#HealthCares #Profit #Beats #Estimates #China #Sales #Struggle
Key takeaways
- Shares of GE HealthCare rose Wednesday morning after the former General Electric division posted profits in the third quarter.
- Revenue was roughly in line with estimates, and roughly flat year over year as the company said weak sales in China persisted.
- Profits rose 25% from a year ago, with CEO Peter Arduini saying the company’s “continued lean initiatives” were working to boost profit margins.
GE HealthCare (GEHC) reported better-than-expected third-quarter earnings as its sales were roughly in line with estimates.
The medical technology maker said Wednesday that it had revenue of $4.86 billion in the quarter, up slightly from $4.82 billion a year ago and roughly in line with analysts’ expectations of $4.87 billion.
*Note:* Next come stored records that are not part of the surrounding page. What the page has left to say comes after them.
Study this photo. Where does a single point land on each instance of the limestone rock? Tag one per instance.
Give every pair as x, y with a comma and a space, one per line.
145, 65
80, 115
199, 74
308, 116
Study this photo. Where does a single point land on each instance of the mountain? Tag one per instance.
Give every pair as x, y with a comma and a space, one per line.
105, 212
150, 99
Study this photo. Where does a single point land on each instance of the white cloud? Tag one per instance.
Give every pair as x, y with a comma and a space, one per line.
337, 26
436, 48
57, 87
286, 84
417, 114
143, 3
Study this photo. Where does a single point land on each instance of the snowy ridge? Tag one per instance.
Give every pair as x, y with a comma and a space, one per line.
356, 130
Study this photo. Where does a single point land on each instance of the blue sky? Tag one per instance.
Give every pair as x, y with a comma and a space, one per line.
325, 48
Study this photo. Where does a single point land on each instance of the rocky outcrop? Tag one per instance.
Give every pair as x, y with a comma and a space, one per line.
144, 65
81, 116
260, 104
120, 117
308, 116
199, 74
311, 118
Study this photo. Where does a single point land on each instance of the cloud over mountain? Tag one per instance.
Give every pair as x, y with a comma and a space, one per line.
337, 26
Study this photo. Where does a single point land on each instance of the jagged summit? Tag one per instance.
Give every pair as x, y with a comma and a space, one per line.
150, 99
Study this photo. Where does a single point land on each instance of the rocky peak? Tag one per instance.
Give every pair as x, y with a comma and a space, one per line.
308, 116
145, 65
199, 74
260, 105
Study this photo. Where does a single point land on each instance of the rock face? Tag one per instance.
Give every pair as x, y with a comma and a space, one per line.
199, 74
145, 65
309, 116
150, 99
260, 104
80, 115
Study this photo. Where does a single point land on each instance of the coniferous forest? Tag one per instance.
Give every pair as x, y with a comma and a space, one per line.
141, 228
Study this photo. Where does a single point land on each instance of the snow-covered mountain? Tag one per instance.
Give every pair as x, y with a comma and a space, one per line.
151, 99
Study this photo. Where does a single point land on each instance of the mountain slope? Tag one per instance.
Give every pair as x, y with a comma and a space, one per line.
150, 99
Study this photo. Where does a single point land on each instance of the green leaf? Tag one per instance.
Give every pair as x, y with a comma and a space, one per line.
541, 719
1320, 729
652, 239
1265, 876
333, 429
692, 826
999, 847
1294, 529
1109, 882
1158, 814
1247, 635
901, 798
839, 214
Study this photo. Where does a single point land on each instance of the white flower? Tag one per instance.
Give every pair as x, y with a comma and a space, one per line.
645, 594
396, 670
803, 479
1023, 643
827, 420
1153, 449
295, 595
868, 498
GE HealthCare also reported net income of $470 million, up 25% year over year and above analysts’ expectations of $441.8 million, according to estimates compiled by Visible Alpha.
The company’s results are similar to last quarter, when earnings also beat estimates but revenue was roughly flat. GE HealthCare said at the time that China’s macroeconomic weakness was negatively impacting sales.
In the third quarter, the company said strong sales in the US and pharmaceutical diagnostics segment, where sales grew 6% year-over-year, were offset by “continued market weakness” in China.
Headwinds in China prompted the company to say it is on the lower end of its full-year revenue growth forecast of 1% to 2%. GE HealthCare also raised the lower end of its earnings forecast ranges as CEO Peter Ardoini said the company’s “continued lean initiatives” were improving profit margins.
GE HealthCare shares rose 1.1% Wednesday morning to $86.20.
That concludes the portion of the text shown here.